M. Christian Bilhac. Monsieur secrétaire d'État, la démographie médicale ayant évolué ces dernières années, je m'inquiète de l'inadéquation entre les statistiques mesurant la présence de médecins généralistes sur le terrain et la réalité de l'accès à l'offre de soins pour les Français.

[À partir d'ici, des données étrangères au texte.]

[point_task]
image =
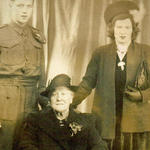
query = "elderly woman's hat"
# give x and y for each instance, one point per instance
(58, 81)
(117, 8)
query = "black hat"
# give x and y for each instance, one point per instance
(57, 81)
(117, 8)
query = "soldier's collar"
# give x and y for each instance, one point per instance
(18, 28)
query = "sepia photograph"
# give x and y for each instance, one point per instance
(74, 75)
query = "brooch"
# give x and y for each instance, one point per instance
(75, 127)
(121, 64)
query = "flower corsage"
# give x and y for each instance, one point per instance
(75, 128)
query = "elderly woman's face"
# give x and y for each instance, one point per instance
(61, 99)
(123, 31)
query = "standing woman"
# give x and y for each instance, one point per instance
(120, 72)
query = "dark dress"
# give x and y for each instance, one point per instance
(42, 131)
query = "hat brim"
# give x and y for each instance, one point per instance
(46, 93)
(119, 7)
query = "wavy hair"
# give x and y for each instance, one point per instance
(122, 17)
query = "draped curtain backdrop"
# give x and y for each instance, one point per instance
(73, 29)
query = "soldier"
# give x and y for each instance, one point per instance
(21, 70)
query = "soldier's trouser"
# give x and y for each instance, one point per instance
(17, 99)
(6, 134)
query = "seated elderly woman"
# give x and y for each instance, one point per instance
(59, 127)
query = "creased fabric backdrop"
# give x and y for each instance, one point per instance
(73, 29)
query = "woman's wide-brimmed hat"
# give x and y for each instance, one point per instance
(58, 81)
(118, 8)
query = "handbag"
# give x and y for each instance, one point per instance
(141, 81)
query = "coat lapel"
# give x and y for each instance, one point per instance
(50, 126)
(133, 54)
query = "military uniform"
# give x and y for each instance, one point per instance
(21, 76)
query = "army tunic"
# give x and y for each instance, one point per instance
(21, 75)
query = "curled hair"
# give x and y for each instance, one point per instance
(122, 17)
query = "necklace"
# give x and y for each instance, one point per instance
(121, 56)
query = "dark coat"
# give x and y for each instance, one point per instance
(100, 74)
(42, 131)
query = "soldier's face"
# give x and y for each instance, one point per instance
(21, 11)
(61, 99)
(123, 31)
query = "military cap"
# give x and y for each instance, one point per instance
(58, 81)
(117, 8)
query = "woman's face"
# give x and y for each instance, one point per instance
(123, 31)
(61, 99)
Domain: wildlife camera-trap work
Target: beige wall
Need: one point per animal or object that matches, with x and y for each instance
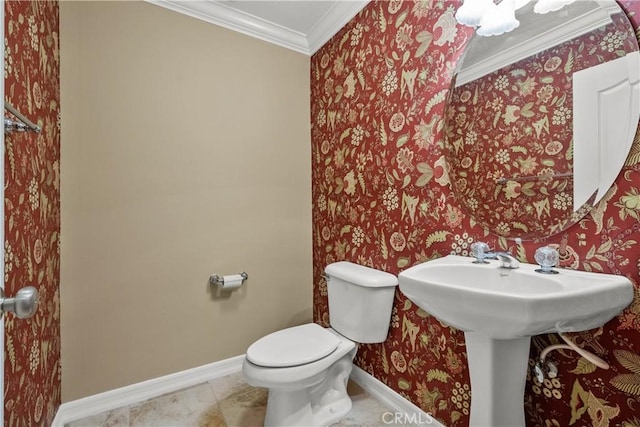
(185, 152)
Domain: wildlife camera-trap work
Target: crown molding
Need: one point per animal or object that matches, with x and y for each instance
(568, 30)
(220, 14)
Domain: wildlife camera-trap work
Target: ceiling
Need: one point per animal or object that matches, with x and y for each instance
(303, 26)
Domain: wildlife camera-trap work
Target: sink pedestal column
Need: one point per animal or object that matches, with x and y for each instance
(498, 371)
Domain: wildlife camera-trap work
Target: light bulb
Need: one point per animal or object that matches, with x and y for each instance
(472, 11)
(546, 6)
(500, 20)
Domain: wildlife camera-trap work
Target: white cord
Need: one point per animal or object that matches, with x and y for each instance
(573, 346)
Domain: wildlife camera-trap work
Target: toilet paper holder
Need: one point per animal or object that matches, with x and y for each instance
(219, 280)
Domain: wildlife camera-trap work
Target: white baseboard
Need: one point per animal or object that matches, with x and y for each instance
(405, 412)
(112, 399)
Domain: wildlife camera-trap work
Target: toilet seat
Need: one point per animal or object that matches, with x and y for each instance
(294, 346)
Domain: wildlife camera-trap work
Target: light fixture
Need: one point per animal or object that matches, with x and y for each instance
(546, 6)
(500, 20)
(491, 19)
(472, 11)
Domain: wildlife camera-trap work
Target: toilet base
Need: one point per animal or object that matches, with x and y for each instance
(293, 408)
(319, 405)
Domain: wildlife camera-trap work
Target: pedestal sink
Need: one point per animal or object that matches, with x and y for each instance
(499, 310)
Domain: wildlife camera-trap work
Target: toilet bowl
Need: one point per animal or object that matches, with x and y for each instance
(306, 368)
(308, 389)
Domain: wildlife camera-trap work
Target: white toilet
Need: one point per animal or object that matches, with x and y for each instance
(306, 368)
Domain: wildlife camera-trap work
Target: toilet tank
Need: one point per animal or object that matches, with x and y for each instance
(360, 301)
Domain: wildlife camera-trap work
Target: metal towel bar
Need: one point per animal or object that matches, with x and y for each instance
(22, 125)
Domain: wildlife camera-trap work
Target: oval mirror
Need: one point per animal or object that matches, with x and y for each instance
(540, 120)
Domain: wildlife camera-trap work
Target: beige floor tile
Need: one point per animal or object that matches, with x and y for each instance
(225, 402)
(180, 409)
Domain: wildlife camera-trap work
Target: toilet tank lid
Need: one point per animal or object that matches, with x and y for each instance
(360, 275)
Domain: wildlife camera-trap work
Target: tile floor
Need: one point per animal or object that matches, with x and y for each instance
(223, 402)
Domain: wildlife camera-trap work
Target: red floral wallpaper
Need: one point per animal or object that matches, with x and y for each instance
(32, 212)
(517, 123)
(382, 198)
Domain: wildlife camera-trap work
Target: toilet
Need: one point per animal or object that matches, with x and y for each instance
(306, 367)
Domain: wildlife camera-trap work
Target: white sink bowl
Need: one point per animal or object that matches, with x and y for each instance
(503, 303)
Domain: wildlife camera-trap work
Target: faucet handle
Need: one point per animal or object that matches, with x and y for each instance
(480, 250)
(547, 258)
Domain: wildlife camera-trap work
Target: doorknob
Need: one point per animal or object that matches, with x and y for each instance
(23, 305)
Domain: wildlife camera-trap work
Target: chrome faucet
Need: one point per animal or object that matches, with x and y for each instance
(506, 259)
(481, 252)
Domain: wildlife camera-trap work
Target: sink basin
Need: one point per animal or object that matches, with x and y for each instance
(499, 310)
(503, 303)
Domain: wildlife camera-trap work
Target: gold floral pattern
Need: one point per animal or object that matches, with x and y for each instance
(381, 197)
(517, 123)
(32, 212)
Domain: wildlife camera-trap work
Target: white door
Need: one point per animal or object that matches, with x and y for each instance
(605, 112)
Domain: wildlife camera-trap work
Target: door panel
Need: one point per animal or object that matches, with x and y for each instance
(32, 212)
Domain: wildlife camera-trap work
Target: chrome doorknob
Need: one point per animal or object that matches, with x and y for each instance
(23, 305)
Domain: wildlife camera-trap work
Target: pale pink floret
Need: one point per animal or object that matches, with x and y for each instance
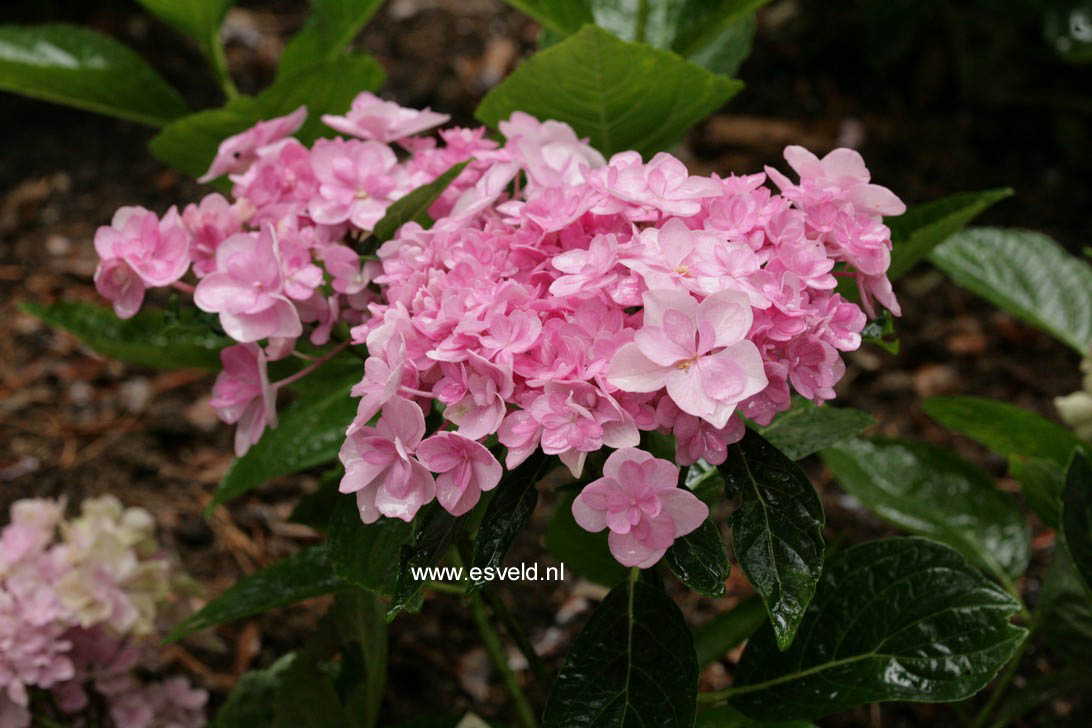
(237, 153)
(638, 499)
(242, 394)
(247, 289)
(372, 118)
(697, 351)
(380, 466)
(465, 469)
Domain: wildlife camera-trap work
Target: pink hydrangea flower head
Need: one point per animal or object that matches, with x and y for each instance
(638, 499)
(242, 394)
(697, 351)
(237, 153)
(380, 466)
(465, 469)
(371, 118)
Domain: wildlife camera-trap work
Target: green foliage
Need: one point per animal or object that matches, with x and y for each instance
(934, 492)
(923, 227)
(633, 664)
(621, 95)
(776, 532)
(700, 560)
(1025, 273)
(76, 67)
(309, 432)
(190, 143)
(303, 575)
(147, 338)
(898, 619)
(330, 27)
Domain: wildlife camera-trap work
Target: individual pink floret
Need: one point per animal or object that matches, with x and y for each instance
(638, 499)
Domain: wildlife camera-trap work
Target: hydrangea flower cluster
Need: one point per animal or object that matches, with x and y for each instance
(560, 301)
(78, 600)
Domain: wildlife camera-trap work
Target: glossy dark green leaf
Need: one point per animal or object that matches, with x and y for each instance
(250, 702)
(720, 634)
(899, 619)
(700, 560)
(1077, 515)
(309, 432)
(303, 575)
(507, 514)
(331, 25)
(601, 86)
(632, 665)
(1025, 273)
(776, 532)
(580, 550)
(923, 227)
(805, 429)
(78, 67)
(437, 532)
(147, 338)
(930, 491)
(366, 555)
(190, 143)
(1004, 428)
(415, 205)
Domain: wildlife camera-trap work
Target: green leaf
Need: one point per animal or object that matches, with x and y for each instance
(899, 619)
(301, 575)
(366, 555)
(622, 95)
(415, 205)
(330, 26)
(507, 514)
(250, 702)
(146, 339)
(437, 532)
(76, 67)
(934, 492)
(1025, 273)
(309, 432)
(923, 227)
(190, 143)
(699, 560)
(776, 532)
(805, 429)
(633, 664)
(583, 551)
(1077, 515)
(1004, 428)
(720, 634)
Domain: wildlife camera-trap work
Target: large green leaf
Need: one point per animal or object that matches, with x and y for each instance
(303, 575)
(776, 532)
(330, 26)
(621, 95)
(1077, 515)
(934, 492)
(727, 630)
(76, 67)
(699, 560)
(923, 227)
(632, 665)
(1004, 428)
(147, 339)
(508, 512)
(366, 555)
(310, 431)
(898, 619)
(805, 429)
(1025, 273)
(190, 143)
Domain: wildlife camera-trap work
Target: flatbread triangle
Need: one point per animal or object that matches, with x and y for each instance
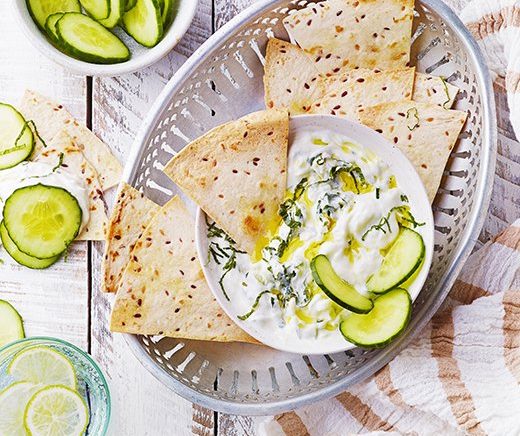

Les données sur la présence et la répartition des médecins sur le territoire, département par département, ne reflètent plus la réalité. Par ailleurs, l'accessibilité à la médecine se détériore.
Selon la direction de la recherche, des études, de l'évaluation et des statistiques (Drees), entre 2013 et 2019, les effectifs des médecins libéraux ont baissé de 1 700, alors que la population a augmenté de 1,4 million.

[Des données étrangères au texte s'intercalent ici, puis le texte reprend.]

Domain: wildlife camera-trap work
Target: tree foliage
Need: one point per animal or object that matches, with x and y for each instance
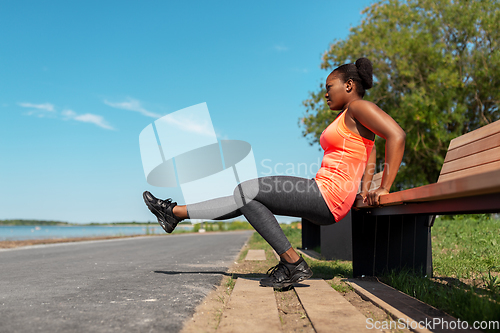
(437, 73)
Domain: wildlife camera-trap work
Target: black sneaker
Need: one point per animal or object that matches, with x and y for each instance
(284, 274)
(162, 209)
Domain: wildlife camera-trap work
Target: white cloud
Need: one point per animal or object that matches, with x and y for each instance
(44, 107)
(280, 48)
(87, 118)
(132, 105)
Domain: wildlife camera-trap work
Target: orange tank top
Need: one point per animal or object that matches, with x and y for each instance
(342, 167)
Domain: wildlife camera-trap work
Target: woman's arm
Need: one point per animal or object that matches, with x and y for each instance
(366, 181)
(373, 118)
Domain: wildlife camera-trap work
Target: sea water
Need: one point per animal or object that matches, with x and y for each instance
(20, 232)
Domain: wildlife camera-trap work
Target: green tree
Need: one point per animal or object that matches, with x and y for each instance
(436, 72)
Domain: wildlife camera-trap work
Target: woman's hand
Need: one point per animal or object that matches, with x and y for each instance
(361, 195)
(373, 197)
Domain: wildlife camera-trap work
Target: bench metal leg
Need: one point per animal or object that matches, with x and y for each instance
(311, 235)
(336, 240)
(391, 242)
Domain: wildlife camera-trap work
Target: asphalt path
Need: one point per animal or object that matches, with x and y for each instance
(146, 284)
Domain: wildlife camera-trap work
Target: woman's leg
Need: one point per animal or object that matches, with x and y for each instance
(261, 199)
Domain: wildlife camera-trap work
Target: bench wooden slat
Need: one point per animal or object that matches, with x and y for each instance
(472, 164)
(376, 181)
(470, 149)
(484, 183)
(471, 171)
(475, 135)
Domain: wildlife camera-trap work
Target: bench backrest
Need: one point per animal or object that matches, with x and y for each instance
(472, 153)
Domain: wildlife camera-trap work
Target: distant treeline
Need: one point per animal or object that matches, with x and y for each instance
(31, 222)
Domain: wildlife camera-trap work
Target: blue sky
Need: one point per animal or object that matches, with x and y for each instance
(80, 80)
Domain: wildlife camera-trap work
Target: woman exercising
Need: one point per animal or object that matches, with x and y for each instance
(348, 143)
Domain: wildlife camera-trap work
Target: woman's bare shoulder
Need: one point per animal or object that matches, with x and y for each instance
(361, 104)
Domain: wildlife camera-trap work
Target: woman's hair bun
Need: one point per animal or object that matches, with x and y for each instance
(365, 71)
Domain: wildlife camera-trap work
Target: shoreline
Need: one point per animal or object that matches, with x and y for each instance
(10, 244)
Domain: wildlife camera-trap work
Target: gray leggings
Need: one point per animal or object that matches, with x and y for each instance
(260, 199)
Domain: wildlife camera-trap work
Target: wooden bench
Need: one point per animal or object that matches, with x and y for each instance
(397, 234)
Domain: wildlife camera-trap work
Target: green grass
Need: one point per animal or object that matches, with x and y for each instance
(466, 259)
(466, 247)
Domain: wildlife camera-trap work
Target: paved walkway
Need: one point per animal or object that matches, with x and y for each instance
(144, 284)
(252, 308)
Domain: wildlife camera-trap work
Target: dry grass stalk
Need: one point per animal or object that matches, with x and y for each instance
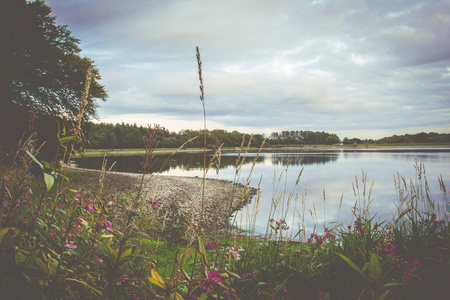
(202, 98)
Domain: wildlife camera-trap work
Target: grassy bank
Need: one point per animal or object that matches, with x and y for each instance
(79, 236)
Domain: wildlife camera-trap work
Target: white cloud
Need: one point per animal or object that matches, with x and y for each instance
(365, 67)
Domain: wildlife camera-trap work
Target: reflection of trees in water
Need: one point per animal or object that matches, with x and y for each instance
(193, 161)
(303, 159)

Les généralistes travaillent en moyenne entre 50 heures et 60 heures par semaine, consacrant 61 % de leur temps de travail aux activités de soins.
Toutefois, il s'agit d'une moyenne et une tendance se dessine ces dernières années : de plus en plus de médecins libéraux, par choix de vie, choisissent le temps partiel. Or leur poste est comptabilisé dans les effectifs, mais leur présence sur le terrain n'équivaut pas à un temps plein.

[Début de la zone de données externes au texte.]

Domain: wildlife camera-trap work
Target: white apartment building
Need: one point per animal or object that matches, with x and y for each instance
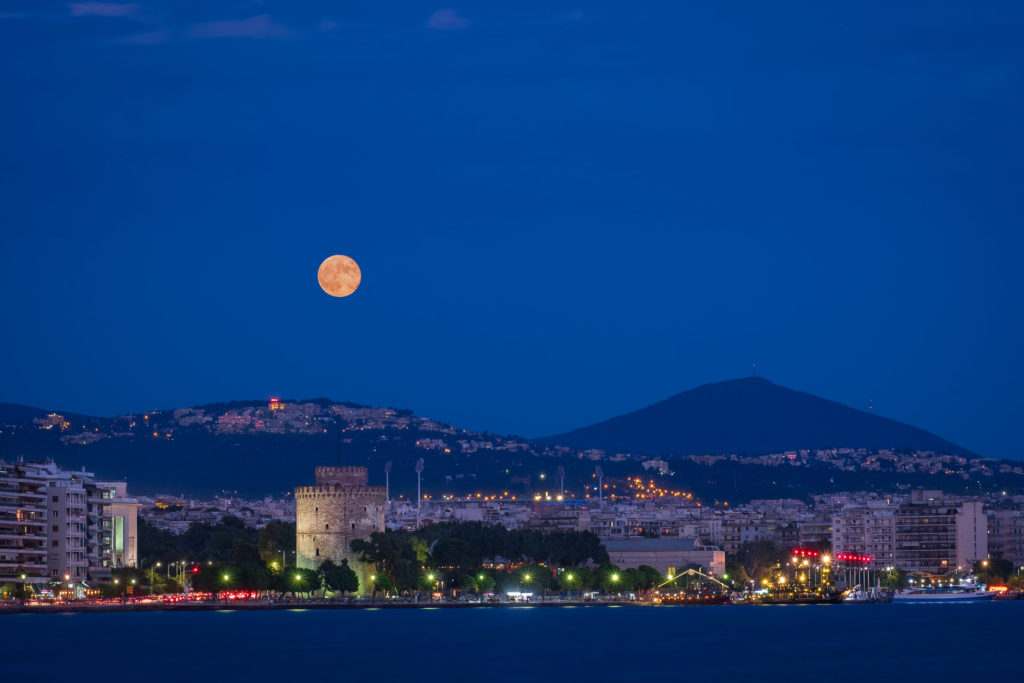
(61, 528)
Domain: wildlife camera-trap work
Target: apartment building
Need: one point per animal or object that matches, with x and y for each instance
(62, 529)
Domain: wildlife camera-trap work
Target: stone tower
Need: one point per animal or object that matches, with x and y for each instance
(340, 508)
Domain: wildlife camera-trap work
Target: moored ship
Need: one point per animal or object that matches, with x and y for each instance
(961, 592)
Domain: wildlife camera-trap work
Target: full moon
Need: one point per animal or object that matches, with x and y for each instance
(339, 275)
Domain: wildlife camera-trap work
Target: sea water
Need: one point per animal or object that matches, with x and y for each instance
(869, 642)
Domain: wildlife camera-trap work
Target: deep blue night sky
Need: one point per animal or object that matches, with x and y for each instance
(561, 211)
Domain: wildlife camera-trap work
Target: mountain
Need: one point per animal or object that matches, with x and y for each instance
(17, 413)
(256, 447)
(749, 416)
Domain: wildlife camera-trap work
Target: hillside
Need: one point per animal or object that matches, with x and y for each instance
(749, 416)
(258, 447)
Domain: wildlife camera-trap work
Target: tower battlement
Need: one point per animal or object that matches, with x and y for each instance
(345, 476)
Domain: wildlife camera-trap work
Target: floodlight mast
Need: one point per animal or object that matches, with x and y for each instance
(419, 489)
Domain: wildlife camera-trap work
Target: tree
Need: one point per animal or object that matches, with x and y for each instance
(304, 581)
(649, 578)
(611, 579)
(339, 578)
(274, 539)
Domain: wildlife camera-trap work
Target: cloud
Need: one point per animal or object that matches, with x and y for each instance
(254, 27)
(446, 19)
(148, 38)
(101, 9)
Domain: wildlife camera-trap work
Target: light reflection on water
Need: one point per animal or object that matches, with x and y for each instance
(709, 642)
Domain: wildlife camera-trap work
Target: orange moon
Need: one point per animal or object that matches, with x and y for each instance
(339, 275)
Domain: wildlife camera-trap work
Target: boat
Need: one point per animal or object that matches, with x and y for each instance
(966, 590)
(695, 599)
(830, 598)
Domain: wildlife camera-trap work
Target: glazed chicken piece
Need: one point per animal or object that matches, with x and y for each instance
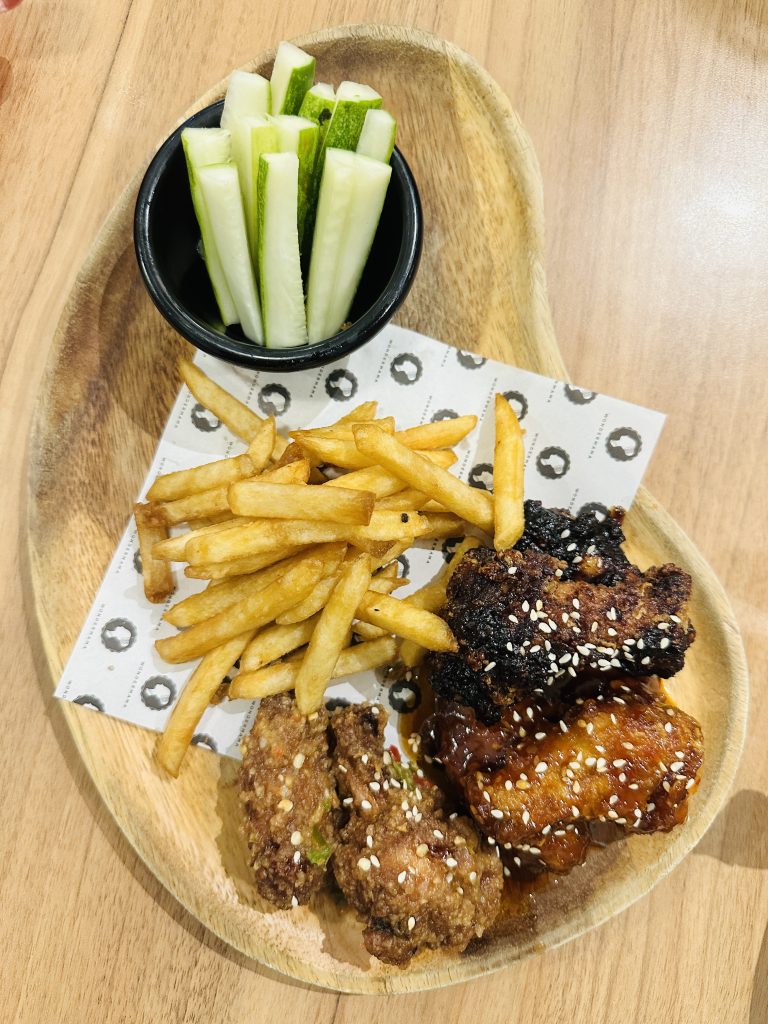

Il y a vingt ans, et c'est encore le cas pour certains aujourd'hui, un médecin de famille exerçait 80 heures par semaine. Aujourd'hui, il est remplacé par un temps partiel de 20 heures par semaine. Finalement, les trois praticiens qui composent un cabinet médical en zone rurale effectuent à eux trois un temps complet, pour une présence respective moyenne de deux jours par semaine.
Cette réalité fausse les statistiques et n'est pas sans conséquence en termes de perte de chance de vivre en bonne santé pour un nombre de plus en plus grand de patients.
Monsieur le secrétaire d'État, serait-il possible de faire réaliser rapidement une étude pour connaître le nombre de médecins libéraux, non plus en nombre, mais en équivalent temps plein, comme cela se pratique dans toutes les directions des ressources humaines ? Par ailleurs, pourrez-vous publier les données calculées sur cette base ?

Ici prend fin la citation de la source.